MIC-DKFZ / nnUNet

Apache License 2.0
5.68k stars 1.72k forks source link

Can not change the number of epochs #1925

Closed N0oNam3 closed 8 months ago

N0oNam3 commented 8 months ago

Hi, I already read issue #322 and #587 . In september everything worked: I changed my self.num_epochs = 150 and added class nnUNetTrainer_150epochs(nnUNetTrainer): def __init__(self, plans: dict, configuration: str, fold: int, dataset_json: dict, unpack_dataset: bool = True, device: torch.device = torch.device('cuda')): super().__init__(plans, configuration, fold, dataset_json, unpack_dataset, device) self.num_epochs = 150 But now, after not using it for a few months, it continues to train for over 600 epochs (manually stopped). I reinstalled the nnUnetv2 and I cleared the pycache but haven't found the source of the issue. I would be really grateful for help.

TaWald commented 8 months ago

Are you sure you are calling the correct nnunet version? Do you have the correct conda/virtualenv loaded when doing pip install -e . and the run command after?

You should probably verify you installed nnunet correctly, and provide more infos:

  1. Provide the environment name
  2. Provide the pip freeze highlighting the current env
  3. provide your training call / bash script that you use to call that trained

Also you should verify you are calling the right instance of your trainer class. Maybe you have multiple classes with the same name and you default to another class in the dir search that nnunet does?
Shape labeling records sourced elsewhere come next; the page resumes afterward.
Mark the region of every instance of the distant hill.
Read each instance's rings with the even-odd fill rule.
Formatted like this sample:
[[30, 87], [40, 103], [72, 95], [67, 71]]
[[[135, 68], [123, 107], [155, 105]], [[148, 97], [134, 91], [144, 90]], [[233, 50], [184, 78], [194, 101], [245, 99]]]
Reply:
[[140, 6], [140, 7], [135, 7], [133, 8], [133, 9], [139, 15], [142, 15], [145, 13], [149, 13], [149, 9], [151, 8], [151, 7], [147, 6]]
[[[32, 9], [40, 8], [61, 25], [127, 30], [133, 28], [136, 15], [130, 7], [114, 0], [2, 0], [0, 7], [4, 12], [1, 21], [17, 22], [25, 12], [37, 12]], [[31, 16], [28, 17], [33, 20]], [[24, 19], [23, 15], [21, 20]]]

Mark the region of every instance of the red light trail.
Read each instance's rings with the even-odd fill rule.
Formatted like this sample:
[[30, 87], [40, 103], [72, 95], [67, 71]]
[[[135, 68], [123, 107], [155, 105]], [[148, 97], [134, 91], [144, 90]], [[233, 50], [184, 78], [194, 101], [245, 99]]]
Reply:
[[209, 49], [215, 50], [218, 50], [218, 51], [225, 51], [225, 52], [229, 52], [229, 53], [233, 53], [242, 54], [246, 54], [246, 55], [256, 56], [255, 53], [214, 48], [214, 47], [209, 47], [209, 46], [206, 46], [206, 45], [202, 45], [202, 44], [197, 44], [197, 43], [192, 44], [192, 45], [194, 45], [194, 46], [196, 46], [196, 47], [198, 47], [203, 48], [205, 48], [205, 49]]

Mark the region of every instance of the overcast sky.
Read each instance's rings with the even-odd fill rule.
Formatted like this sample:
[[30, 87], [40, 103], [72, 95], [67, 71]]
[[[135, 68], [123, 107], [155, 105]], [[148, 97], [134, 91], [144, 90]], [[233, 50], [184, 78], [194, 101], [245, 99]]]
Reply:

Overall it is really difficult to help without details.

N0oNam3 commented 8 months ago

EDIT: and to try whether my changes work: I changed self.num_epochs to 1 (the class was already in the code).
__ I hope I got everything you need: I run my code with: CUDA_VISIBLE_DEVICES=2 nnUNetv2_train 123 3d_fullres 0 --npz My dataset name is "Dataset123_G2G" .

I did: -uninstalled nnunetv2 (and just in case also nnunet which was not installed) -installed with pip install -e . -got warning "ERROR: pip's dependency resolver does not currently take into account all the packages that are installed. This behaviour is the source of the following dependency conflicts. dg-tta 1.0.12 requires nnunetv2<3.0.0,>=2.2.1, but you have nnunetv2 2.1.1 which is incompatible."

TaWald commented 8 months ago

So as of right now it seems to me that you have a bunch of pre-existing stuff installed that blocks you from cleanly installing nnunetv2. As you can see your install with pip install -e . is not going through due to some depency issue of the pre-existing dg-ttapackage. It seems to me like you are not using some form of virtualenv (virtualenvironment) or conda env conda environment and have some pre-existing garbage installed that blocks a clean installation of nnunet.

Your subsequent call of pip install nnunetv2 does install nnunet from pip and does not contain your local modifications. Moreover you do not specify your trainer class in your train call . You should probably call nnUNetv2_train --help to checkout how to properly specify which trainer to use. (You need to specify it with <your previous call> -tr nnUNetTrainer_150epochs.

Personally I would advise you to clean up your python environments by installing conda and then creating environments you use so stuff like this does not happen anymore. https://conda.io/projects/conda/en/latest/user-guide/getting-started.html#managing-python

N0oNam3 commented 8 months ago

Thank you, it works now :D